Figueira | A árvore mais sagrada da Quimbanda Gaúcha

Quimbanda em Porto Alegre - Culto a ancestrais em Porto Alegre

Quem pesquisa profundamente as tradições da Quimbanda gaúcha chega à mesma conclusão: a figueira pode ser considerada a principal representação do axis mundi dessa tradição. Isso tem enorme importância e pode contribuir para a construção de uma cosmologia mais completa da Quimbanda Gaúcha, algo que sabemos ser muito difícil de mapear.

A figueira, torna-se uma morada divina, onde habitam divindades como orixás, voduns, eguns e até mesmo linhas de Exus e Pombagiras, como a Pombagira Figueira e o Exu Figueira. Também encontramos diversas associações com Exu Caveira. No Batuque, é dito que sua copa é a morada de Oyá Timboá e Oyá Dirã, divindades consideradas da “rua” e senhoras dos eguns em suas respectivas nações.
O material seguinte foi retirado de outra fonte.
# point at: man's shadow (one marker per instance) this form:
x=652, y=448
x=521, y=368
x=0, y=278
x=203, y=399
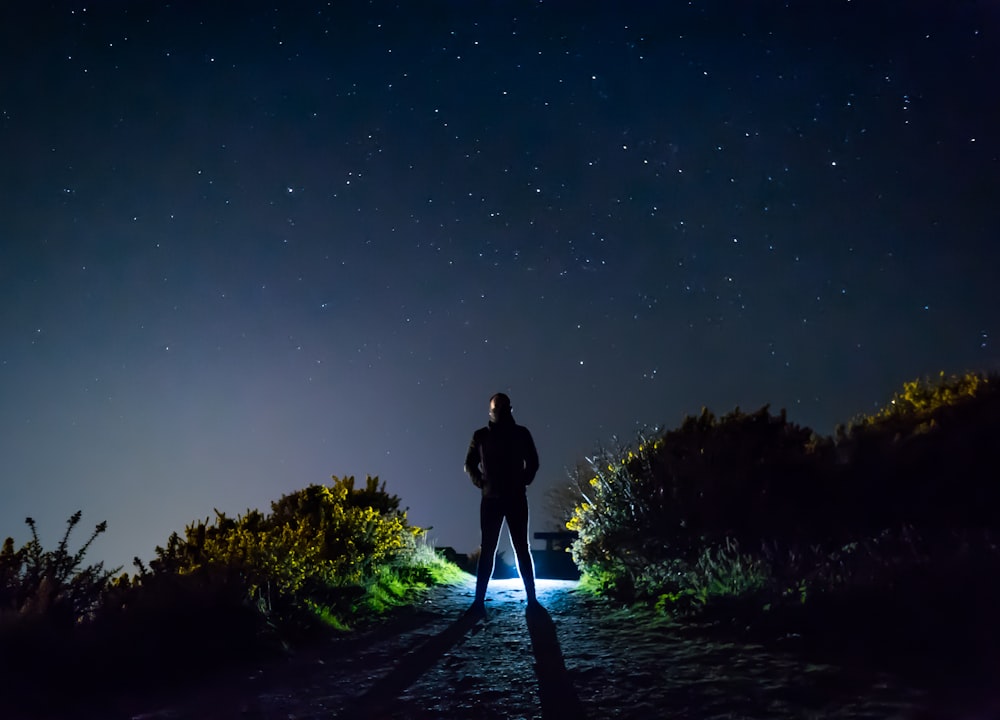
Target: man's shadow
x=378, y=701
x=555, y=689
As figueiras são fundamento na Rama dos 4 Caminhos

A Rama dos 4 Caminhos tem como pilar central o levante do feminino dentro das tradições de culto aos ancestrais, algo que, de forma geral, sempre esteve subjugado a um sistema de maior evidência patriarcal. Referimo-nos a aspectos históricos que colocaram as mulheres entrelaçadas ao mal, pervertendo todo o seu poder de transformação e sabedoria divina. O materno, o sedutor, o transformador, o gerador da vida, o nutridor da vida: o feminino é a potência da vida, e reconhecemos que, na terra, é a força ancestral de maior importância. As raízes ancestrais crescem pelo poder gerador da mulher e, nesse aspecto, as figueiras guardam estruturas simbólicas que transformam, gestam e dão vida a diversas formas de poder e sabedoria dentro da nossa rama.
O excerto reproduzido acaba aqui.